The city of Sweida was a shadow of its former self on Thursday, AFP correspondents on the ground reported, with shops looted, homes burnt and bodies in the streets.
"What I saw of the city looked as if it had just emerged from a flood or a natural disaster," Hanadi Obeid, a 39-year-old doctor, told AFP.
In a televised speech, Islamist interim President Ahmed al-Sharaa said community leaders would resume control over security in Sweida after the deployment of government troops on Tuesday fuelled the sectarian bloodshed and drew in Israeli military intervention.
An AFP photographer counted 15 bodies on the street in the centre of Sweida on Thursday after government forces pulled out.
The Syrian Observatory for Human Rights has said more than 500 people have been killed in sectarian clashes in the Sweida province since Sunday.
Israel had hammered government troops with air strikes during their brief deployment to the southern province and also struck the military headquarters in Damascus, warning that its strikes would intensify until the Islamist-led government pulled back.
Sharaa announced in a televised address that "responsibility" for security in Sweida would be returned to community leaders "based on the supreme national interest".
Promise of 'protection'
Sharaa, whose Islamist-led interim government has had troubled relations with minority groups since it toppled longtime president Bashar al-Assad in December, also pledged to protect the Druze.
"We are keen on holding accountable those who transgressed and abused our Druze people, as they are under the protection and responsibility of the state," he said.

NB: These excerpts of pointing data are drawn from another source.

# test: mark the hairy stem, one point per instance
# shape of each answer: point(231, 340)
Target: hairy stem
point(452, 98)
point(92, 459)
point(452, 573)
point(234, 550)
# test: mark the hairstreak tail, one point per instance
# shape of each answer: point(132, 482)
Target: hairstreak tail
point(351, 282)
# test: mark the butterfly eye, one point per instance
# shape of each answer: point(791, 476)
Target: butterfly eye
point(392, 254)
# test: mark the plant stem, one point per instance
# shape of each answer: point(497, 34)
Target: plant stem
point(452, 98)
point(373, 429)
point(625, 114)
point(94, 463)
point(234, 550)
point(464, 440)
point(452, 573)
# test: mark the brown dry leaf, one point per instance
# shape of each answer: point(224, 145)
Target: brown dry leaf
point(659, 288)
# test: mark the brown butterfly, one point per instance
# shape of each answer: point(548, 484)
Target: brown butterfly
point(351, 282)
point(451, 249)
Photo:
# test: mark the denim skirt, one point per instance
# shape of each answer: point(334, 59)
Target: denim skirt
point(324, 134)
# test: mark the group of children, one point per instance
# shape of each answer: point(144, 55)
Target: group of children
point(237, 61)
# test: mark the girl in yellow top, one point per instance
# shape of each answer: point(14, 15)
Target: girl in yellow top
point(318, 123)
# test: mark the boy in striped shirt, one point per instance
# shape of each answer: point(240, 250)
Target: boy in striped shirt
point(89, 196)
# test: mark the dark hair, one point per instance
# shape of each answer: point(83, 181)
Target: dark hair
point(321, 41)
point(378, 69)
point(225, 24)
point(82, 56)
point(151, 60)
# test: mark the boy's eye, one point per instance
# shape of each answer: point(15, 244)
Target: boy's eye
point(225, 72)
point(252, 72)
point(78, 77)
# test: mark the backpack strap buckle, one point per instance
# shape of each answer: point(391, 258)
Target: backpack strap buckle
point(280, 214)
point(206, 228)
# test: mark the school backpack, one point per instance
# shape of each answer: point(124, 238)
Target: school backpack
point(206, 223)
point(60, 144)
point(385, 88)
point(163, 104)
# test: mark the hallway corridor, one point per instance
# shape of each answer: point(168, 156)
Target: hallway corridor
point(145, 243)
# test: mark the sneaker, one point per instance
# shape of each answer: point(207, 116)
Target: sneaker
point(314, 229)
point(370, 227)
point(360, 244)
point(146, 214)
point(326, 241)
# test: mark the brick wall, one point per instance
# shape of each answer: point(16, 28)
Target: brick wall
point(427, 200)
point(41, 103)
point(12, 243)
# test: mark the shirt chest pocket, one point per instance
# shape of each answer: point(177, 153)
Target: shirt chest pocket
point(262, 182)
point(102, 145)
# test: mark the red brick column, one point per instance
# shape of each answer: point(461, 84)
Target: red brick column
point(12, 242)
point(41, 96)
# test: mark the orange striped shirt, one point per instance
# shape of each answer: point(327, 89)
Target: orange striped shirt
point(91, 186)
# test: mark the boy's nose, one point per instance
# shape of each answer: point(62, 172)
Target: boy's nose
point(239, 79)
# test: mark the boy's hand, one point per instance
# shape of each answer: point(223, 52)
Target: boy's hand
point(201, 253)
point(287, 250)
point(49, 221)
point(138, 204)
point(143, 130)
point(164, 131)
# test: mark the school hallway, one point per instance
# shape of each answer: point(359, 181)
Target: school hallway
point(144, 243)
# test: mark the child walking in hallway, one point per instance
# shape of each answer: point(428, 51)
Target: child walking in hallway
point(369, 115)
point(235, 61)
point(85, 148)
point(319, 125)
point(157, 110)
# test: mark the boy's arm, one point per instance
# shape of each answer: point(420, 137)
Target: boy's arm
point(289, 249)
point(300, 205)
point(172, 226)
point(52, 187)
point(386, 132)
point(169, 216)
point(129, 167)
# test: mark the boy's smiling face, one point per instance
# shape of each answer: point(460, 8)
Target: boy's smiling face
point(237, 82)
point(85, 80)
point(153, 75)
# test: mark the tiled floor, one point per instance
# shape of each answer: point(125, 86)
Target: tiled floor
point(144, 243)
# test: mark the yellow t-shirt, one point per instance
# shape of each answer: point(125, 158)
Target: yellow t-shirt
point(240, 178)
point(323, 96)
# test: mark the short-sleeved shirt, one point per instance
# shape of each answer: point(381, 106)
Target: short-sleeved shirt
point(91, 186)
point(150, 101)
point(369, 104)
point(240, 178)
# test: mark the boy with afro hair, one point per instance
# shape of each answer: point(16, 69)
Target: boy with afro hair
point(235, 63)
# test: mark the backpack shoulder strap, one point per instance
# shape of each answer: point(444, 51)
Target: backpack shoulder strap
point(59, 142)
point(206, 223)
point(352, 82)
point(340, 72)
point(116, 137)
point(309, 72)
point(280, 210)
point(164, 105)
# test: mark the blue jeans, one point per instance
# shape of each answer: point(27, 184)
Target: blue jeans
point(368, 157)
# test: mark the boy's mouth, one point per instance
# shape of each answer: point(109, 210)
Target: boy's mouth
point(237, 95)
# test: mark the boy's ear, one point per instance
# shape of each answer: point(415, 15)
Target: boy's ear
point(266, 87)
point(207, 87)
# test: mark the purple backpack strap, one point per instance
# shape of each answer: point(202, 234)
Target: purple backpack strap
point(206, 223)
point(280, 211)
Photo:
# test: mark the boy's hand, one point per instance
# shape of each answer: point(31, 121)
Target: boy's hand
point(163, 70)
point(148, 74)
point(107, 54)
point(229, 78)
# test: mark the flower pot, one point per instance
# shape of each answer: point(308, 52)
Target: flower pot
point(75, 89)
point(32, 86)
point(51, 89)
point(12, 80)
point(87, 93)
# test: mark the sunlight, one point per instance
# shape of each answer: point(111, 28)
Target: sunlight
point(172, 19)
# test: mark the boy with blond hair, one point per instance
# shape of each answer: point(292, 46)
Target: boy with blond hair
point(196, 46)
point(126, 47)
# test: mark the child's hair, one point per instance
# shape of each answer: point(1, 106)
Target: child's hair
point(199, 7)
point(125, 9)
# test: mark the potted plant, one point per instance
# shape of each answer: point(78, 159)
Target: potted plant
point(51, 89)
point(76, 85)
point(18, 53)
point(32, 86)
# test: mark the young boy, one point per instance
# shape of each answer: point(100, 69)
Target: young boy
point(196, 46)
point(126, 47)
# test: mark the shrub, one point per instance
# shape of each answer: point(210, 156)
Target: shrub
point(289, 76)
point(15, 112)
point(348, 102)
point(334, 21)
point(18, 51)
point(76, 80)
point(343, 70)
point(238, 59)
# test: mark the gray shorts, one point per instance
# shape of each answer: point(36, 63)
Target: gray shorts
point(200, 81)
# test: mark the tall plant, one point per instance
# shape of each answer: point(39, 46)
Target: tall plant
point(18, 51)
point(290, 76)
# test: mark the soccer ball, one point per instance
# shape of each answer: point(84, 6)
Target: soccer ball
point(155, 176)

March saw massacres of more than 1,700 mostly Alawite civilians in their heartland on the Mediterranean coast, with government-affiliated groups blamed for most of the killings.
Government forces also battled Druze fighters in Sweida province and near Damascus in April and May, leaving more than 100 people dead.

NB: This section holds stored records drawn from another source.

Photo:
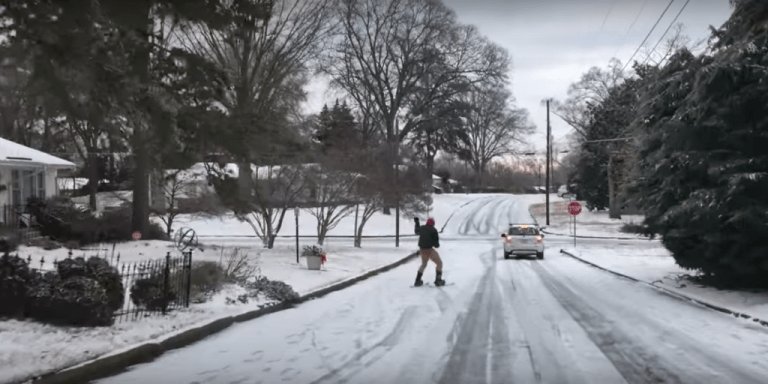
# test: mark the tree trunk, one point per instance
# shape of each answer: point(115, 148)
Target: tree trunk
point(169, 225)
point(47, 147)
point(245, 182)
point(614, 202)
point(140, 216)
point(136, 15)
point(93, 179)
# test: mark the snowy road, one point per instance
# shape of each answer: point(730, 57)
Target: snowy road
point(503, 321)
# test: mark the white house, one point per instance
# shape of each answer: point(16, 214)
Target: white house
point(439, 186)
point(26, 172)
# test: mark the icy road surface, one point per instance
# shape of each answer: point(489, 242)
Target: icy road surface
point(503, 321)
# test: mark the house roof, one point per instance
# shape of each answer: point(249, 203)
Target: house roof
point(17, 154)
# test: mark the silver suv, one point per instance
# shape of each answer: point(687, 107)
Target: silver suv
point(523, 239)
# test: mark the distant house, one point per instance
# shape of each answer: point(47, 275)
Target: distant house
point(24, 173)
point(194, 182)
point(443, 186)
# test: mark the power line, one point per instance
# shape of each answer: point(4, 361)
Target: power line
point(607, 14)
point(638, 16)
point(648, 35)
point(665, 32)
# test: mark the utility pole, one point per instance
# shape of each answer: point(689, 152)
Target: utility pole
point(396, 151)
point(549, 158)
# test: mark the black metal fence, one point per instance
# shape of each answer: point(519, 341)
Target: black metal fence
point(150, 287)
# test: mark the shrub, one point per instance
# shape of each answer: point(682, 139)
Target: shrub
point(275, 290)
point(156, 232)
point(78, 300)
point(633, 228)
point(206, 277)
point(55, 216)
point(109, 278)
point(149, 293)
point(81, 293)
point(15, 280)
point(235, 266)
point(9, 239)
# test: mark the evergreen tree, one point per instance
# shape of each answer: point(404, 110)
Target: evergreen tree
point(705, 171)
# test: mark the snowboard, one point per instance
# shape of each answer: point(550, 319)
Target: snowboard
point(426, 284)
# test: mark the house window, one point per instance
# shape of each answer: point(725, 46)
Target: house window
point(15, 188)
point(25, 184)
point(41, 184)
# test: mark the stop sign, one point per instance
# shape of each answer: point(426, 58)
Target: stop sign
point(574, 208)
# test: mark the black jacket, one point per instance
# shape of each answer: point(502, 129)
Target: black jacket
point(428, 237)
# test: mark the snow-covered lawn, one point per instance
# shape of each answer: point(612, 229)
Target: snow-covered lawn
point(588, 223)
point(29, 349)
point(644, 260)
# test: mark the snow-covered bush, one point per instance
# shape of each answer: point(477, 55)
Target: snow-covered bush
point(81, 293)
point(15, 280)
point(151, 294)
point(77, 300)
point(274, 290)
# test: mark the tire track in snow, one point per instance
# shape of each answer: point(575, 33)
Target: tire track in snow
point(636, 364)
point(481, 343)
point(367, 356)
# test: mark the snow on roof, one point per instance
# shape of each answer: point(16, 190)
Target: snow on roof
point(15, 153)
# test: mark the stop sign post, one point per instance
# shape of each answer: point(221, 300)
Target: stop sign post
point(574, 208)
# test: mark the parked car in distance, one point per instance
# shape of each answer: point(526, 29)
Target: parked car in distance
point(523, 239)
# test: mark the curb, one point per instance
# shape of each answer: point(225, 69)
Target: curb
point(596, 237)
point(672, 293)
point(108, 366)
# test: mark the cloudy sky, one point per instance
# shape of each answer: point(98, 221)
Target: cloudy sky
point(553, 42)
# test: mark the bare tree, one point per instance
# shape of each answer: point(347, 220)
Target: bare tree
point(275, 190)
point(400, 57)
point(267, 68)
point(659, 55)
point(593, 88)
point(492, 125)
point(334, 197)
point(185, 192)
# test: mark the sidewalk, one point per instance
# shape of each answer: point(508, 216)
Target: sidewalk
point(30, 349)
point(649, 262)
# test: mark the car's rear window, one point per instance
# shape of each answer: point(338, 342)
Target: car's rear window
point(521, 231)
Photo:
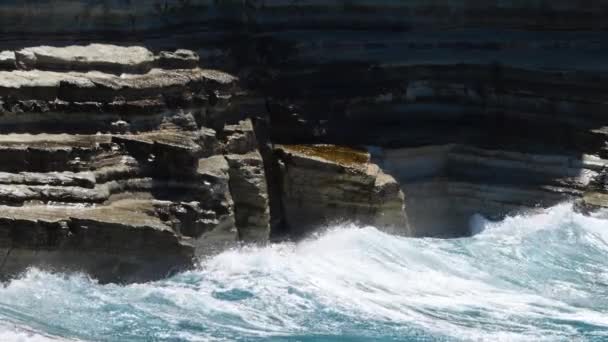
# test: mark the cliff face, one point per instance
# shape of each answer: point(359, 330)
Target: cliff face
point(470, 107)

Government troops had entered Sweida on Tuesday with the stated aim of overseeing a truce, following days of deadly sectarian clashes.
But witnesses said government forces instead joined the Bedouin in attacking Druze fighters and civilians.
Addressing the Druze, Sharaa attempted to reassure the minority community, vowing that "protecting your rights and freedom is one of our priorities".
US mediation
The Syrian president hit out at Israel's military intervention, saying it "resorted to a wide-scale targeting of civilian and government facilities," that would have pushed "matters to a large-scale escalation, except for the effective intervention of American, Arab, and Turkish mediation, which saved the region from an unknown fate".
The United States -- a close ally of Israel that has been trying to reboot its relationship with Syria -- said an agreement had been reached to restore calm in the area, urging "all parties to deliver on the commitments they have made".
Israeli Prime Minister Benjamin Netanyahu said on Thursday that the ceasefire was a result of his country's "powerful action".
Israel, which has its own Druze community, has presented itself as a defender of the minority group, although some analysts say that is a pretext for pursuing its own military goal of keeping Syrian government forces as far away as possible from the Israeli-occupied Golan Heights.
Despite having initiated diplomatic contact with a first face-to-face meeting in Azerbaijan earlier this month, Israel remains extremely wary of Syria's new rulers, including Sharaa whose Hayat Tahrir al-Sham movement was once linked to Al-Qaeda.
*This story was edited by Ahram Online.